Questo automatismo, definito “presunzione confutabile di subordinazione”, è piuttosto importante, perché significa che basta il rispetto di due criteri per designare il datore di lavoro come tale.
Le piattaforme possono opporsi a questa designazione tramite un meccanismo previsto dalla direttiva e chiamato “rebuttal” (cioè “confutazione”, “replica”), ma l’onere della prova spetta a loro. Sta alla piattaforma, infatti, provare alle autorità nazionali che i rapporti di lavoro con i propri lavoratori non sono una forma di impiego dipendente: è il contrario di quanto successo finora, in cui sono stati quasi sempre i lavoratori che, davanti a un tribunale, hanno dovuto provare di essere dei lavoratori dipendenti per chiedere che fossero concessi loro alcuni diritti.
Le altre novità previste dalla proposta di direttiva riguardano la trasparenza degli algoritmi di gestione dei lavoratori, cioè di quei sistemi di decisione automatica che per esempio assegnano una consegna a un rider piuttosto che a un altro: le piattaforme devono essere più trasparenti su come funzionano gli algoritmi e devono dare ai lavoratori la possibilità di contestare le loro decisioni.
La direttiva impone inoltre alle piattaforme di comunicare alle autorità degli stati membri maggiori informazioni sulle persone che lavorano tramite loro e a quali condizioni.
Ci vorrà comunque ancora molto tempo prima che la direttiva entri effettivamente in vigore, se mai entrerà: dovrà essere discussa dal Parlamento Europeo, e poi passerà all’esame del Consiglio dell’Unione, cioè dei governi dei singoli stati membri, che dovranno decidere di accoglierla nella loro legislazione nazionale, applicando probabili modifiche.

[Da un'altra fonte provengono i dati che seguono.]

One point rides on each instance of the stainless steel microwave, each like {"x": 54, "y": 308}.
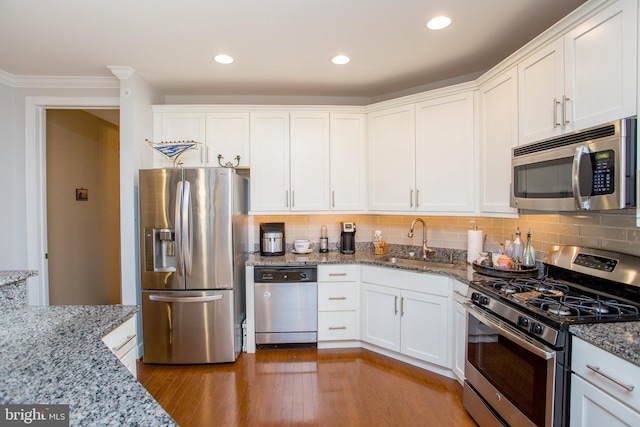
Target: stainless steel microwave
{"x": 591, "y": 169}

Molti aspetti della proposta potrebbero inoltre cambiare, anche a causa dell’influenza delle piattaforme, che quasi sicuramente cercheranno di attenuare alcuni degli aspetti per loro più critici della proposta.
Parlando con il New York Times, un rappresentante di Uber ha detto che l’azienda è contraria alla proposta della Commissione Europea, perché metterebbe a rischio migliaia di posti di lavoro e costringerebbe le piattaforme ad aumentare i costi per i clienti. Molte piattaforme digitali, come per esempio quelle per la consegna del cibo a casa, hanno modelli di business molto criticati e operano sostanzialmente in perdita: praticamente nessuna piattaforma di delivery ha finora fatto registrare un anno di profitti, nonostante il grande successo dei loro servizi.
Anche per questo, la minaccia che regolamentare il mercato della piattaforme farebbe aumentare i costi per i clienti finali è già stata usata ampiamente in passato.
Per esempio, alla fine del 2020 le piattaforme organizzarono un referendum in California, negli Stati Uniti, per essere esentate da una legge che le avrebbe obbligate a pagare ai lavoratori salario minimo e sussidio di disoccupazione. Le piattaforme organizzarono la campagna referendaria più costosa della storia della California, minacciando che se il referendum non fosse passato le piattaforme sarebbero state costrette ad aumentare i prezzi. Il referendum proposto dalle piattaforme passò. Ma pochi mesi dopo, come notò The Verge, le piattaforme alzarono i prezzi ugualmente.